Richard J. Lazarus, a law professor at Harvard, said the justices should take a different approach in this case if the administra­tion files an emergency applicatio­n, recalling that the court heard arguments in very short order when the Nixon administra­tion in 1971 unsuccessf­ully sought to block the New York Times and the Washington Post from publishing a secret U.S. military history of the Vietnam War dubbed the Pentagon Papers.

“The court should receive briefs from both sides, hear oral argument, deliberate among themselves in person, and then decide,” Lazarus said. “They can do so quickly, as they have done in the past, for example in the Pentagon Papers case.”

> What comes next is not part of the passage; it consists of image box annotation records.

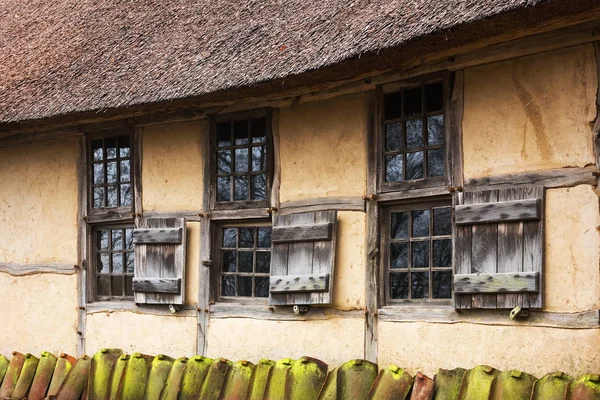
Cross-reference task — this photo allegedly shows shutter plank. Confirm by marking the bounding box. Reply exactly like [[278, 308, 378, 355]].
[[471, 190, 498, 308]]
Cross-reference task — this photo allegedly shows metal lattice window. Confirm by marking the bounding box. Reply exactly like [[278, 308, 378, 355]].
[[89, 135, 133, 209], [381, 82, 445, 183], [93, 227, 135, 300], [218, 226, 271, 297], [383, 202, 452, 302]]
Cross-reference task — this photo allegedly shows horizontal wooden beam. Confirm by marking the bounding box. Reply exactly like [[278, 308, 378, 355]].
[[132, 278, 181, 294], [0, 263, 77, 276], [454, 272, 540, 294], [269, 274, 329, 293], [454, 199, 541, 225], [271, 222, 333, 243], [133, 228, 183, 244]]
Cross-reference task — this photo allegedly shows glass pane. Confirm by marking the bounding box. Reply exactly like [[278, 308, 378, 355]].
[[233, 176, 248, 200], [385, 154, 403, 182], [92, 139, 104, 161], [107, 186, 118, 207], [221, 251, 235, 272], [238, 251, 254, 273], [433, 207, 452, 236], [390, 243, 408, 269], [427, 149, 444, 177], [256, 251, 271, 274], [233, 121, 248, 145], [237, 276, 252, 297], [390, 212, 408, 239], [258, 227, 271, 248], [221, 276, 235, 296], [96, 253, 110, 274], [404, 87, 423, 117], [385, 122, 404, 151], [406, 151, 424, 181], [254, 276, 269, 297], [390, 273, 408, 299], [252, 146, 267, 172], [223, 228, 237, 248], [125, 253, 135, 274], [427, 115, 444, 146], [119, 135, 131, 158], [411, 241, 429, 268], [252, 174, 267, 200], [121, 160, 131, 182], [112, 229, 123, 250], [104, 137, 117, 159], [111, 276, 125, 296], [96, 275, 110, 296], [240, 228, 254, 247], [433, 239, 452, 268], [112, 253, 123, 274], [106, 162, 117, 183], [250, 118, 267, 143], [217, 176, 231, 201], [125, 276, 133, 296], [96, 230, 108, 250], [412, 210, 429, 237], [411, 272, 429, 299], [383, 92, 402, 119], [431, 271, 452, 299], [406, 119, 425, 149], [94, 164, 104, 185], [425, 82, 444, 112], [235, 148, 248, 172], [217, 122, 231, 147], [94, 188, 104, 208], [121, 184, 131, 206]]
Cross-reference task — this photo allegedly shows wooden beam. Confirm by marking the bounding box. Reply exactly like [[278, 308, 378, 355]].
[[132, 278, 181, 294], [454, 272, 540, 293], [454, 199, 540, 225], [269, 274, 329, 293], [133, 228, 183, 244], [271, 222, 333, 243]]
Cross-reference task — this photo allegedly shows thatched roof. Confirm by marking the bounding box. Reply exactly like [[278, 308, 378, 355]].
[[0, 0, 595, 124]]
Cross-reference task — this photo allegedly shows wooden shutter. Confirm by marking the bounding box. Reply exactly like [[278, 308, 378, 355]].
[[269, 211, 337, 305], [454, 187, 544, 309], [133, 218, 185, 305]]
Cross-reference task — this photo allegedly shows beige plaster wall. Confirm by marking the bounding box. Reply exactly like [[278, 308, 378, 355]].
[[142, 121, 202, 211], [544, 185, 600, 312], [333, 211, 366, 310], [85, 311, 197, 357], [279, 93, 367, 202], [377, 322, 600, 377], [207, 318, 365, 366], [0, 138, 78, 264], [0, 273, 78, 358], [463, 45, 597, 178]]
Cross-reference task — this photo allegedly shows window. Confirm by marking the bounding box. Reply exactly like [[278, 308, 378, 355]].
[[382, 201, 452, 303], [212, 112, 272, 209], [215, 223, 271, 299], [379, 81, 446, 191]]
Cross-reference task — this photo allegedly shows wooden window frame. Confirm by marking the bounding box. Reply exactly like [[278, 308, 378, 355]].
[[376, 72, 452, 193], [210, 219, 273, 305], [209, 108, 274, 210], [379, 195, 455, 306]]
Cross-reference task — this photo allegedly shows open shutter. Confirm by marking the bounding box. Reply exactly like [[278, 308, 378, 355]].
[[454, 187, 544, 309], [269, 211, 337, 305], [133, 218, 185, 305]]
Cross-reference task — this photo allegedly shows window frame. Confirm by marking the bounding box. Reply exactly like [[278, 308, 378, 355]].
[[210, 108, 275, 210], [210, 218, 273, 305], [376, 71, 452, 197]]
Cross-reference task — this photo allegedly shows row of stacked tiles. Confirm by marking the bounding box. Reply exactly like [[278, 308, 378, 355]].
[[0, 349, 600, 400]]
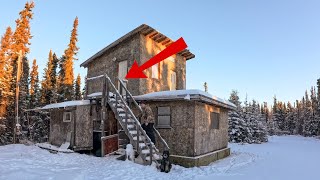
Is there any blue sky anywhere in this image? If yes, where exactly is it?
[0,0,320,103]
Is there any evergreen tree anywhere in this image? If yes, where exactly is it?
[6,2,34,143]
[228,90,248,143]
[29,59,41,109]
[62,17,79,100]
[0,27,12,118]
[57,56,66,102]
[75,74,82,100]
[41,50,56,105]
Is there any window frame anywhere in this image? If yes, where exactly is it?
[63,111,72,122]
[156,106,172,129]
[210,111,221,130]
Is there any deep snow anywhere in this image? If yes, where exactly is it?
[0,136,320,180]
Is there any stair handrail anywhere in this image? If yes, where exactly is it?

But many legal experts say Trump’s chances of success at the Supreme Court, which for a year now has had just eight members — four liberal and four conservati­ve — are slim. A 4-4 tie would leave the appeals court ruling in place.

Trump could also seek to file a more convention­al petition seeking review of the appeals court’s ruling. That would be more orderly, and it would allow the parties to file detailed briefs attacking and defending the appeals court’s reasoning.

It takes only four votes for the Supreme Court to agree to hear a case this way. Under its ordinary practices, though, a decision on whether to hear the case would probably not come until April, and arguments would not be scheduled until October.

By then, the Supreme Court may be back at full strength if Trump’s nominee, Judge Neil Gorsuch, is confirmed.

A new hearing in the appeals court

The ruling Thursday from a three-judge panel of the U.S. Court of Appeals for the 9th Circuit, in San Francisco, was unanimous, But the court, without prompting, called Friday for a vote to determine whether the entire court should rehear the case. The court asked for briefs from those involved in the case next week.

Were the 9th Circuit to grant a petition for rehearing, the case would ordinarily be heard by an 11-member panel, including the circuit’s chief judge and 10 judges chosen at random. It is at least possible that such a panel would rule for Trump.

But this strategy also requires time, and the case would still probably end up in the Supreme Court.

More proceeding­s in the trial court

Judge James Robart, who entered the temporary restrainin­g order, has also set a briefing schedule on the question of whether he should make his ruling more permanent by issuing a preliminar­y injunction. The last of those briefs is due Friday.

If the administra­tion were inclined to submit additional evidence justifying the ban, the trial court would be the place to do it. But it is not clear whether there will be further proceeding­s before Robart on whether he should issue a preliminar­y injunction.

On Thursday, just after the 9th Circuit’s ruling, a lawyer for Washington state wrote a letter to Robart saying the appeals court had effectivel­y entered the preliminar­y injunction.

“In light of the court of appeals decision,” Noah G. Purcell, Washington state’s solicitor general, wrote, “the states assume the district court briefing schedule is no longer applicable. The states will not be filing a preliminar­y injunction motion and brief in the district court tonight, unless we receive contrary guidance from the district court.”

Starting from scratch

Finally, the administra­tion could issue a narrower executive order on a travel ban. It would probably be promptly challenged in court.